The Special LIBOR Rate Loan will be funded by the
conversion of Base Rate Loans. If there are less than $3,000,000 in
principal amount of Base Rate Loans then outstanding, then the LIBOR
Rate Loans with an Interest Period ending on the date closest thereto
shall be deemed prepaid in such amount as is necessary so that the
Special LIBOR Rate Loan can be made. The Company shall pay any amount
owing under Section 4.04 resulting from any such prepayment.
At the end of each Interest Period of the Special LIBOR
Rate Loan, the Special LIBOR Rate Loan shall be automatically
continued for a one-month Interest Period.
The Special LIBOR Rate Loan may not be repaid or prepaid
until such date as all other Obligations have been paid in full, the
Commitments have expired and all Letters of Credit have expired.

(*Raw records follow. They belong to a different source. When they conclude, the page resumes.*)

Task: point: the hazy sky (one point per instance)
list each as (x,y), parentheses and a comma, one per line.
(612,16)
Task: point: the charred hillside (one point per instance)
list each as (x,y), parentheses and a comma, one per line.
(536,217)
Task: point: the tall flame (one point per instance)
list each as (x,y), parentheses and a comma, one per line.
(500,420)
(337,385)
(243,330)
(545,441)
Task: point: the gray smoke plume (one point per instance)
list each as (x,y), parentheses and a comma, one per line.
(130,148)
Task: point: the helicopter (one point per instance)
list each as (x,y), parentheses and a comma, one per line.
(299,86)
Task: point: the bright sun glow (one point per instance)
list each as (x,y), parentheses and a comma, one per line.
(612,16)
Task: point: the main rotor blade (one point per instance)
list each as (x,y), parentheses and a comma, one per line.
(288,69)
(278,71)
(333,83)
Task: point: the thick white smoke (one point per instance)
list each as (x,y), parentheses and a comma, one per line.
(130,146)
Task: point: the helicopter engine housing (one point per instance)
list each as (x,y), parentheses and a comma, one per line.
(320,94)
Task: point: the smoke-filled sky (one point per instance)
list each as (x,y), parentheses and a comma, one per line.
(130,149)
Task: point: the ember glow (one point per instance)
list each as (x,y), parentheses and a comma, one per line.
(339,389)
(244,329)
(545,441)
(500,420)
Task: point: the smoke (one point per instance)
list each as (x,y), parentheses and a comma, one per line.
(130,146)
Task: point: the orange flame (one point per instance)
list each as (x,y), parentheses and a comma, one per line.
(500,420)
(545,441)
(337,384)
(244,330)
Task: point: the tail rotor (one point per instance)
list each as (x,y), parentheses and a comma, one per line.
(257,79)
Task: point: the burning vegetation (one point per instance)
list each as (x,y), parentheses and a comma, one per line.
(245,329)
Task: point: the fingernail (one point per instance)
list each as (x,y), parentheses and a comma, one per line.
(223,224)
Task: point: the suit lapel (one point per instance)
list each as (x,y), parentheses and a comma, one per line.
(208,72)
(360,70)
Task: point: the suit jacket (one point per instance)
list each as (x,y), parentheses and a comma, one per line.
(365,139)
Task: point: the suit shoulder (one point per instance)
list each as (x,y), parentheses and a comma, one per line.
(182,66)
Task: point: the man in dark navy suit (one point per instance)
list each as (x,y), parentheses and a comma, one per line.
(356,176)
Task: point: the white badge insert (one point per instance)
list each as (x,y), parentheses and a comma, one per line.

Except as set forth in this Section, the provisions of
this Agreement applying to LIBOR Rate Loans shall apply to the Special
LIBOR Rate Loan.
(j) Subsection 7.01(b) of the Credit Agreement is
amended to read as follows:
(b) as soon as available, but not later than 30 days
after the end of each month, a copy of the unaudited consolidated and
consolidating balance sheets of the Company and its Subsidiaries as
of the end of such month, the related consolidated and consolidating
statement of income and the related consolidated statements of
shareholders' equity and cash flows for the period commencing on the
first day and ending on the last day of such month, and certified by
a Responsible Officer as fairly presenting, in accordance with GAAP
(subject to ordinary, good faith year-end audit adjustments), the
financial position and the results of operations of the Company and
its Subsidiaries; and
(k) Subsection 7.02(a) of the Credit Agreement is
amended to read as follows:
(a) concurrently with the delivery of the financial
statements referred to in subsections 7.01(a) and (b), each of the
following executed or certified by a Responsible Officer: (i) a
Compliance Certificate; (ii) shipment/bookings/backlog report; and
(iii) a schedule of Capital Expenditures made by the Company and its
Subsidiaries during the preceding month;
(l) Subsection 7.02(c) of the Credit Agreement is
amended to read as follows:
(c) within 10 Business Days after the fifteenth and last
day of each month, a completed Borrowing Base Certificate executed by
a Responsible Officer; and
(m) Clause (c) of Section 8.06 of the Credit Agreement
is amended by inserting the following parenthetical at the end of such
clause:
(provided, however, that the Company may not pay such management fees
to AIP during the period beginning March 1, 2000 and ending on the
date the Agent receives financial statements evidencing that the
Company has satisfied the financial covenants in Section 8.16 for two
consecutive fiscal quarters and any management fees accrued during
such period shall be repaid in equal quarterly installments during the
next four fiscal quarters and, provided further, however, the Company
may reimburse an Affiliate for fees such Affiliate is required to pay
in connection with providing the Supporting Letter of Credit)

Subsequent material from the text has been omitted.